Basic Camp (CIET)

Future Army nurses receive career insights during LTC hospital tour

Captain Curtis Smith, left, explains how the Emergency Room at the Ireland Army Communtiy Hospital works to Cadets who are going into a medical field. Photo by Rebecca Thompson.

Captain Curtis Smith, left, explains how the Emergency Room at the Ireland Army Community Hospital works to Cadets who are going into a medical field. Photo by Rebecca Thompson.

By Sydney Callis
Leader’s Training Course

Within the confines of Fort Knox’s Ireland Army Community Hospital, Leader’s Training Course Cadets are given a behind the scenes, informative tour of the different units comprising the hospital.

“I wanted to go on the tour to get a feel of how Army hospitals, how they work, how nurses interact with their patients on the floor and the dynamic between Army and the medical field,” said Foxtrot Company Cadet Kiara Nix, who attends Winston Salem State University.

Capt. Monique Jesionowski, a brigade nurse counselor who has taken Cadets either majoring in nursing or considering majoring in the medical field on hospital tours this summer, said the four-hour tour can be an informative and eye-opening experience.

“The tour gives insight into the Army medical department and the different fields that they have,” Jesionowski said. “The Cadets get a lot of information. The best part about it is just getting to talk to actual military officers who can share their experiences.”

For Cadets interested in pursuing a nursing career in the Army, the hospital tour provides many opportunities to interact with nurses of various specialties to see what Cadets might want to do in the future.

Foxtrot Company Cadet Marcus Rivers, a nursing major at Florida A&M University, said the hospital tour helped him figure out which specialty he would like to pursue.

“Initially, I wanted to be a nursing anesthetist,” Rivers said. “I had the opportunity to speak with a captain who is a nursing anesthetist, and I decided I don’t want to be one anymore.
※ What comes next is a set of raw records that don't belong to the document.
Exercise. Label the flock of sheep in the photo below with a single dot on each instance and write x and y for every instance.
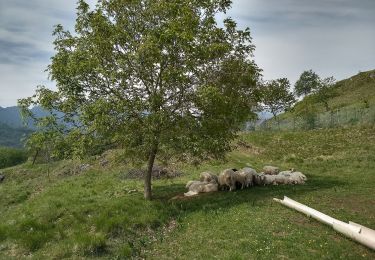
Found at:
(243, 178)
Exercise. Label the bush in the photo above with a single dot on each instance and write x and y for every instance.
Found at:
(11, 157)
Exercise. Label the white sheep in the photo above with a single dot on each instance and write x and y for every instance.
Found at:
(259, 179)
(208, 177)
(227, 179)
(245, 177)
(294, 177)
(196, 187)
(271, 170)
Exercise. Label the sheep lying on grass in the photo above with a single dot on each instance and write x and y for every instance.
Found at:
(293, 177)
(196, 187)
(259, 179)
(208, 177)
(271, 170)
(227, 179)
(245, 177)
I’m looking at pediatrics now.”

Being able to talk with someone in the two fields helped Rivers because he was able to see the work and schooling required to be in those specialties.

“After I heard how much time you have to put into school to become a nursing anesthetist, I realized I wanted to do it for the wrong reasons, and I wasn’t really passionate about it,” Rivers said. “I gained interest in pediatrics at first from my grandmother, who’s a pediatric nurse.”

The tour is primarily designed for nursing majors, but students pursuing degrees in medical fields are also able to attend.

“There are quite a few here who are pursuing other degrees and just trying to see more about medicine, what area they want to go into and see how they can do those same jobs in the military,” Jesionowski said.

Jesionowski went on a tour of Walter Reed hospital during her years in ROTC, which she said helped her make the decision about what she wanted to do.

“In the beginning, as a nursing student in ROTC, you’re learning battle drills,” Jesionowski said. “It was like, ‘What am I going to do? Everyone says I’m going to be in a hospital, but am I really going to be in a hospital?’ The tour is great because it gives early insight into what you’re going to do.”